漢方における大切な考え方、『証』とは?
漢方においては独自の理論に基づき体質を診断するために、オリジナルの基準である『証』と『気・血・水(き・けつ・すい)』があります。
『証』とは簡単に言うとその人の体力や体質、症状や抵抗力の現れ方などの個人差を表すもので、体力や病気に対する抵抗力の基準と言えます。
漢方薬を処方する時は、本人が訴える症状や体格などから判断をします。なので、同じ症状でも自分と他人の体力や体質、症状や抵抗力の現れ方が違えば、処方される漢方薬は違ってきます。
自分がある漢方薬を服用していて、同じ症状だからといって他人に飲ませても効果が出ない可能性があるのは、こうした理由があるからです。
「虚実(きょじつ)」という考え方があります。
弱々しい感じの体力がない人の事を虚証と言いますが、具体的に言うと細くて顔色が悪くて、肌が荒れやすいです。また声が小さく細くて寒がりで、胃腸が弱く下痢になりやすいです。

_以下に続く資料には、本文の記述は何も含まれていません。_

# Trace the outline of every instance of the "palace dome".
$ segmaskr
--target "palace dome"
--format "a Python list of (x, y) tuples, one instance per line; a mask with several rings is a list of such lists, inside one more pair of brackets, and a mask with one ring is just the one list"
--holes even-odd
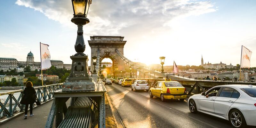
[(28, 56), (31, 56), (32, 57), (34, 57), (34, 55), (33, 54), (33, 53), (32, 53), (32, 52), (31, 52), (31, 51), (30, 51), (30, 52), (28, 53)]

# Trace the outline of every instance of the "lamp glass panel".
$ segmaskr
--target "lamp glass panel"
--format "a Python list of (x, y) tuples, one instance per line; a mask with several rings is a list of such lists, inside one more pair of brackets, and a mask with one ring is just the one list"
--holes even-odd
[(73, 1), (75, 15), (83, 15), (84, 14), (85, 2), (86, 1), (86, 0), (76, 1), (75, 0)]
[(96, 60), (97, 59), (92, 59), (92, 60), (93, 61), (93, 63), (96, 63)]

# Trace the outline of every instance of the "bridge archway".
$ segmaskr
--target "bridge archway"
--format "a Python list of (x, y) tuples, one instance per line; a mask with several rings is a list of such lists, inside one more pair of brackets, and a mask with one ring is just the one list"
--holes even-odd
[[(124, 62), (116, 52), (117, 49), (124, 54), (124, 47), (126, 41), (124, 41), (124, 37), (121, 36), (90, 36), (91, 40), (88, 40), (89, 45), (91, 49), (92, 56), (97, 56), (97, 51), (100, 50), (99, 68), (100, 70), (102, 60), (109, 58), (112, 62), (113, 73), (114, 77), (121, 76), (121, 71), (124, 71)], [(92, 59), (91, 59), (91, 66), (93, 67)], [(91, 72), (93, 70), (91, 68)]]

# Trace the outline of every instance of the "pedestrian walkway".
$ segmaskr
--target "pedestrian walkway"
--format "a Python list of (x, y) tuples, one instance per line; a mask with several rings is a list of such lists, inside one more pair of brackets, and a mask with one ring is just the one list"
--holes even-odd
[[(111, 109), (109, 106), (106, 96), (105, 96), (106, 101), (106, 128), (118, 127), (115, 123), (114, 116), (112, 114)], [(27, 119), (24, 120), (24, 115), (18, 116), (2, 125), (0, 125), (1, 128), (44, 128), (46, 120), (49, 114), (52, 104), (52, 100), (44, 104), (38, 106), (33, 109), (33, 113), (35, 115), (32, 116), (28, 116)], [(70, 100), (66, 103), (68, 107), (70, 102)], [(29, 114), (29, 110), (28, 113)], [(64, 116), (63, 116), (64, 117)], [(53, 123), (53, 127), (55, 127), (55, 122)]]

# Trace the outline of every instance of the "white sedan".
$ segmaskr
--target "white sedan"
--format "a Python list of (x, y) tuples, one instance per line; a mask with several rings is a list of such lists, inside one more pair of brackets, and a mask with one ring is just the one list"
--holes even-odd
[(188, 103), (191, 112), (199, 111), (229, 120), (234, 128), (256, 126), (256, 86), (217, 86), (190, 97)]
[(118, 81), (118, 85), (122, 85), (122, 82), (123, 80), (124, 79), (120, 79), (119, 80), (119, 81)]
[(135, 92), (138, 90), (146, 90), (148, 92), (148, 84), (145, 80), (135, 80), (132, 84), (132, 91), (133, 89)]

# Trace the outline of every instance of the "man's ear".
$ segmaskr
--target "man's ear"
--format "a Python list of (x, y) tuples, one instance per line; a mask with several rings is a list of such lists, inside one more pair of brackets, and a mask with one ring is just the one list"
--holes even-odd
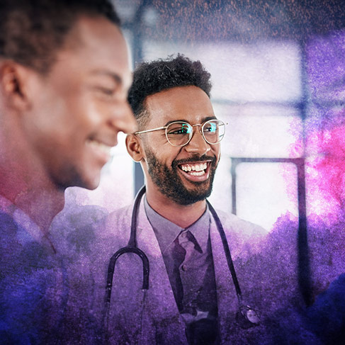
[(144, 149), (141, 140), (135, 134), (129, 134), (127, 135), (126, 147), (130, 156), (135, 162), (140, 162), (144, 157)]
[(0, 67), (0, 86), (7, 104), (20, 111), (28, 110), (30, 102), (27, 94), (27, 82), (30, 71), (12, 61)]

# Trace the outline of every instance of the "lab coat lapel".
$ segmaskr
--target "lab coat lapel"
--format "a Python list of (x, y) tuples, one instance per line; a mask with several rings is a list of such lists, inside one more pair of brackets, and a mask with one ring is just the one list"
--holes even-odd
[[(147, 332), (155, 329), (155, 334), (147, 334), (146, 337), (152, 339), (154, 336), (153, 339), (157, 344), (187, 344), (184, 324), (181, 319), (159, 245), (146, 215), (142, 200), (139, 209), (137, 239), (138, 247), (147, 254), (149, 262), (149, 286), (145, 312), (147, 324), (143, 324), (142, 329)], [(162, 342), (159, 340), (161, 336), (164, 337)], [(181, 342), (178, 339), (181, 339)]]
[[(212, 254), (215, 267), (217, 298), (218, 305), (218, 324), (222, 344), (226, 341), (226, 336), (234, 320), (237, 307), (236, 290), (230, 272), (224, 251), (222, 239), (214, 219), (211, 217), (210, 227)], [(229, 241), (229, 239), (228, 239)], [(229, 243), (231, 251), (231, 244)]]

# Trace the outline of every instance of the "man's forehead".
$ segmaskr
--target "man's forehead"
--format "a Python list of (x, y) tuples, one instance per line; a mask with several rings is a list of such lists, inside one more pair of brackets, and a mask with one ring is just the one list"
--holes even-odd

抵抗力が高く体力がある人を実証と言いますが、具体的には筋肉質で体力があり、血色が良くガッチリしています。そして肌のツヤがあり声が太く大きくて、暑がりで胃腸が強いので便秘になりやすいです。
このように証は、薬を処方するにあたって重要なものさしとなります。葛根湯は風邪を引いた時に処方される事が知られていますが、葛根湯は比較的胃腸が丈夫で体力がある人に使うもので、胃腸が弱くすぐにおなかを壊すような人には処方しません。